Art Documentation

Volume 22, Number 2

Black Mountain College: Experiment in Art Edited by Vincent Katz
(MIT, 2002, reprinted 2013)

Reviewed by Janis Ekdahl

"Alternative Education"


Seventy years after its formation, the educational experiment embodied in Black Mountain College still holds fascination for those seeking to discern the wellsprings of American art, music, and literature in the twentieth century.  This generously endowed book accompanied the exhibition Black Mountain College: Una Aventura Americana, curated by Vincent Katz, at the Museo Nacional Centro de Arte Reina Sofia in Madrid from October 28, 2002 to January 13, 2003.  Katz, a poet and critic, also contributed the book's longest and most substantive essay, profiling sixty-five renowned painters, sculptors, photographers, and fiber artists who passed through Black Mountain College as faculty or students.  Drawing on recent interviews as well as documentary sources, Katz characterizes the College's impact on each artist's development.  he also discusses the innovative artistic interactions during the late 1940s that were generated by the presence of Buckminster Fuller and John Cage on campus.  Although Katz describes the educational and cultural forces that led to the school's founding in North Carolina in 1933, he neither provides a comprehensive history of the college nor does he explore the college's demise in 1956.  For this, researchers need to turn to the definitive monograph The Arts at Black Mountain College by Mary Emma Harris (Cambridge, MA: MIT Press, 1987) that has recently been reprinted.  Harris provides the historical and scholarly framework that is lacking in Black Mountain College: Experiment in Art; she includes a roster of faculty and students, a comprehensive bibliography, and scores of documentary photographs.  However, Harris's book reproduces only a handful of art works in color, whereas half of the 470 illustrations in the new book are in color.  Katz has made a concerted effort to include several examples of each artist's work, often selecting unfamiliar pieces that were created during the artist's tenure at Black Mountain, many of which are still in the artist's possession.  Unfortunately, none of the illustrations are referred to in the text.

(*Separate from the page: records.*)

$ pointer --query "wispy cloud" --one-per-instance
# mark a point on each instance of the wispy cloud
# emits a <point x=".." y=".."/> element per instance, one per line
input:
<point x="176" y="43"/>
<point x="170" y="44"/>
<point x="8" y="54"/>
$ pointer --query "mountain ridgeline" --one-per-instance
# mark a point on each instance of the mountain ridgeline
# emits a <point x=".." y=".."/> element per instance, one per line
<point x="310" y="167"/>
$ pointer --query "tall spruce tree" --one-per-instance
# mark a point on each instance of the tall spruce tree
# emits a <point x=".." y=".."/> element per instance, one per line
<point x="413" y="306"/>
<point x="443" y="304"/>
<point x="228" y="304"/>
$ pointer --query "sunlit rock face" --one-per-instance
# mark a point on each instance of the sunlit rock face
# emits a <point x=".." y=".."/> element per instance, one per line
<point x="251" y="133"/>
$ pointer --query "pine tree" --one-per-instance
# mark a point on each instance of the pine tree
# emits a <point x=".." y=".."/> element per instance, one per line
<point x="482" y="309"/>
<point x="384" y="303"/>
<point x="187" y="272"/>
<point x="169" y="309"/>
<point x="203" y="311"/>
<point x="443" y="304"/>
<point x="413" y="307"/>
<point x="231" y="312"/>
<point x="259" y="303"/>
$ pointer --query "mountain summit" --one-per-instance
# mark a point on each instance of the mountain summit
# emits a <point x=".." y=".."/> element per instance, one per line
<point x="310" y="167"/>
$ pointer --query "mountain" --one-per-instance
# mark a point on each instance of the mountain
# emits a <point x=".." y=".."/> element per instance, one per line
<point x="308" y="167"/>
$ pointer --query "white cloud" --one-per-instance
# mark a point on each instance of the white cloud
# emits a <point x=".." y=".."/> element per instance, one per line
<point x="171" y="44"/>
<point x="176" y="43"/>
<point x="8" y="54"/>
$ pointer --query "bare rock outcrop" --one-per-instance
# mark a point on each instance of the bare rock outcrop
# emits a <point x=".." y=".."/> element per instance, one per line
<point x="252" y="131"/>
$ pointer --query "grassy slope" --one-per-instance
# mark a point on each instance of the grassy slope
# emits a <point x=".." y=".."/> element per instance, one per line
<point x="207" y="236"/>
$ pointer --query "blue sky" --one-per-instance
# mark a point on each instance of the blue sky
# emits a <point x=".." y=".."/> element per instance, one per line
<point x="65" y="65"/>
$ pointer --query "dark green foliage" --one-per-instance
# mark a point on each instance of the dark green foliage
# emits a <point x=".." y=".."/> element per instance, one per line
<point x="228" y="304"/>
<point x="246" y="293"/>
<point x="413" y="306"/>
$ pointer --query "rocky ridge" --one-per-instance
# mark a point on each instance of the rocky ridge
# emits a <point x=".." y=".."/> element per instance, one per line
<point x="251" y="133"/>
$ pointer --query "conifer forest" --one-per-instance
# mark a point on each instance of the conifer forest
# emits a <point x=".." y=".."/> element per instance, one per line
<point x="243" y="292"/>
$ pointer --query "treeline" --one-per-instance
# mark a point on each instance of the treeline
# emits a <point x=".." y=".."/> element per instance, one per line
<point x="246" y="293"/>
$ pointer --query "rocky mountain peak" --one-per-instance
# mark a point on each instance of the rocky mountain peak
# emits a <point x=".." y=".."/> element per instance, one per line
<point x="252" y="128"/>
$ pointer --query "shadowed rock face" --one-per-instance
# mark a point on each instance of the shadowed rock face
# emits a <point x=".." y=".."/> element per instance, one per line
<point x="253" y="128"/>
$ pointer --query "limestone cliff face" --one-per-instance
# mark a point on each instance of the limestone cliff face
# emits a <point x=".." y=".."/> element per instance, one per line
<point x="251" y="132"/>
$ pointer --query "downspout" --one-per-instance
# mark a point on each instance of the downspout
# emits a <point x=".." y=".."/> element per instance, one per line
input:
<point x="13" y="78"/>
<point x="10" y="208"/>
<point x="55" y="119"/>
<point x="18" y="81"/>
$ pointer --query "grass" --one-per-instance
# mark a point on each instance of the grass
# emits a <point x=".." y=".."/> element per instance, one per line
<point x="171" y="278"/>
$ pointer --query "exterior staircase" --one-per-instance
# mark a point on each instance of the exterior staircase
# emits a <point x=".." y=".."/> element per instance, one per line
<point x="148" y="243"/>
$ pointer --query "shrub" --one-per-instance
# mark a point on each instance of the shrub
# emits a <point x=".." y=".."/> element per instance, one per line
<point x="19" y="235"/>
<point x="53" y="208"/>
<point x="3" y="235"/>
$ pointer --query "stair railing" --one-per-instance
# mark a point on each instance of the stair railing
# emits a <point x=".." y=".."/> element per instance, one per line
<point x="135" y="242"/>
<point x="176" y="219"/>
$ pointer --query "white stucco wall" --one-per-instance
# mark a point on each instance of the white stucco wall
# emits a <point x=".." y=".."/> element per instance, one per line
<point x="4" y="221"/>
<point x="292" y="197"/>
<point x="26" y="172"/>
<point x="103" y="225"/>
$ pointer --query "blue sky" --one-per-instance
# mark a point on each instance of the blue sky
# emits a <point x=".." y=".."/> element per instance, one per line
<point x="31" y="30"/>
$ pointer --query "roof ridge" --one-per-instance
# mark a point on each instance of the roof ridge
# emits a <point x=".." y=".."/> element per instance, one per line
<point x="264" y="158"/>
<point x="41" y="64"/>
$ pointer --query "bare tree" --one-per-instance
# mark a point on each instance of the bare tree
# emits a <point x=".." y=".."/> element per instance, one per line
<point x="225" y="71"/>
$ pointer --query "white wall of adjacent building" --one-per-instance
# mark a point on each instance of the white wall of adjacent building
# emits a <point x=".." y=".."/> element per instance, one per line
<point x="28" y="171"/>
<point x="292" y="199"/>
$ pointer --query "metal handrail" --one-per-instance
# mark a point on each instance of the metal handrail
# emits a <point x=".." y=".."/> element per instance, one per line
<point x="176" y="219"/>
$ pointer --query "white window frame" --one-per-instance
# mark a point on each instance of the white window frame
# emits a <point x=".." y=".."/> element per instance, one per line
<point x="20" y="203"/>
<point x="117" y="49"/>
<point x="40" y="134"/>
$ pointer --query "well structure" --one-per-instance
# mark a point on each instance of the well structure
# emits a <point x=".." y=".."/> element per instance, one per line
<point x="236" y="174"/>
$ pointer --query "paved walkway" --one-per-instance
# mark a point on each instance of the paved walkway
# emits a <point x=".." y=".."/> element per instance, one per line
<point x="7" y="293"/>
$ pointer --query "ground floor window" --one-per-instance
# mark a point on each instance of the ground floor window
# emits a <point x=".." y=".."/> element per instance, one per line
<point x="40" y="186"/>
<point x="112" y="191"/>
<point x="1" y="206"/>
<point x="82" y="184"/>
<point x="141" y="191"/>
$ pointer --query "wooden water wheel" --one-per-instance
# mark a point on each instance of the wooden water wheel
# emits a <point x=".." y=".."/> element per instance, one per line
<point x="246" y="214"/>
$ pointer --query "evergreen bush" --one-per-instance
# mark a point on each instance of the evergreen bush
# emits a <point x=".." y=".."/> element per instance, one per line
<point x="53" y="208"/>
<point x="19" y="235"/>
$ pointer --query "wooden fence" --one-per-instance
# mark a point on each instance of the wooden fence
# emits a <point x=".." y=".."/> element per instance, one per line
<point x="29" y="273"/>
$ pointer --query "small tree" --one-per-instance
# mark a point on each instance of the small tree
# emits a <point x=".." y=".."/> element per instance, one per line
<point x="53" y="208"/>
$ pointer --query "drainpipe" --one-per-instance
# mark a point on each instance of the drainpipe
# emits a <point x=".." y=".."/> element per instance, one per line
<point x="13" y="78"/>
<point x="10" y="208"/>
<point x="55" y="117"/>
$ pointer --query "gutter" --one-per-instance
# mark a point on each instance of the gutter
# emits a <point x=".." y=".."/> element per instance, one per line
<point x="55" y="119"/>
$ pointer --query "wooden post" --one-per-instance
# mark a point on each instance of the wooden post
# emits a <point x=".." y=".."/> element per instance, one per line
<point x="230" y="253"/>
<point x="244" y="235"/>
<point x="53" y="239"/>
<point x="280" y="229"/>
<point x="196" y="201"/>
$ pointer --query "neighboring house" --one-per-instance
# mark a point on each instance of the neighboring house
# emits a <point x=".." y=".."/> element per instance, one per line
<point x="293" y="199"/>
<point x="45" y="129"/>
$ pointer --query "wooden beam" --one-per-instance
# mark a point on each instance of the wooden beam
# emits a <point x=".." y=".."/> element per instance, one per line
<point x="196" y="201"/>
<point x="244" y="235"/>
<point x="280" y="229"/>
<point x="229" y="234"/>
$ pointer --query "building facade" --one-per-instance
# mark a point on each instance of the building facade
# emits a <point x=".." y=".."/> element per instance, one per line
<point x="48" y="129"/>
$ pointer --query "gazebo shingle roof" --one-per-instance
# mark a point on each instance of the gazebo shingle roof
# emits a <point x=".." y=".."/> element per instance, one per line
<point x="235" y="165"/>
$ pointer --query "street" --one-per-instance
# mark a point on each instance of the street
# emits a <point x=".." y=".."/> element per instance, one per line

The book's second essay is by Martin Brody, a composer and music professor at Wellesley College.  Brody takes one event, Black Mountain's 1944 Summer Music Institute celebrating Arnold Schoenberg's eightieth birthday, and traces its impact on the musical and cultural landscape of the United States.

Kevin Power, chair of American Literature at the Universidad de Allocate, contributes the book's third essay, an impressionistic accounting of the short-lived literary journal Black Mountain Review (1953-57).  Under the editorship of poet Robert Creeley, the Black Mountain Review gained a reputation as an experimental forum where the poetics of American experience and language were explored.

The final essay is Robert Creeley's eloquent reminiscence of Charles Olson, the expansive poet who served as Black Mountain's Rector during the College's final years.  Creeley describes Olson's impact on the College and perceptively characterizes his mentor's energy, focus, and intensity.

Three previously unpublished poems by Olson, Creeley and John Wieners complete the book by conveying a bit of the spirit and vitality that characterized Black Mountain.  Regrettably, the poems are not indexed or referenced by name in the Table of Contents.

The book's scholarly apparatus leaves much to be desired.  The two-page bibliography cites only major publications on the College and books by and about the most well known faculty members.  This index, limited to personal names, is similarly inadequate.  Scholars will continue to rely on the extensive bibliographies in Harris's The Arts at Black Mountain College, as well as historian Martin Duberman's Black Mountain College: An Exploration in Community (New York, NY: Dutton, 1972).

This book is a welcome complement to the available literature on Black Mountain College because it focuses on the creative output of specific influential artists and includes abundant visual documentation.  It is most appropriate for the scholar or graduate student who already has some familiarity with Black Mountain College and with the cultural milieu of the United States in the mid-twentieth century.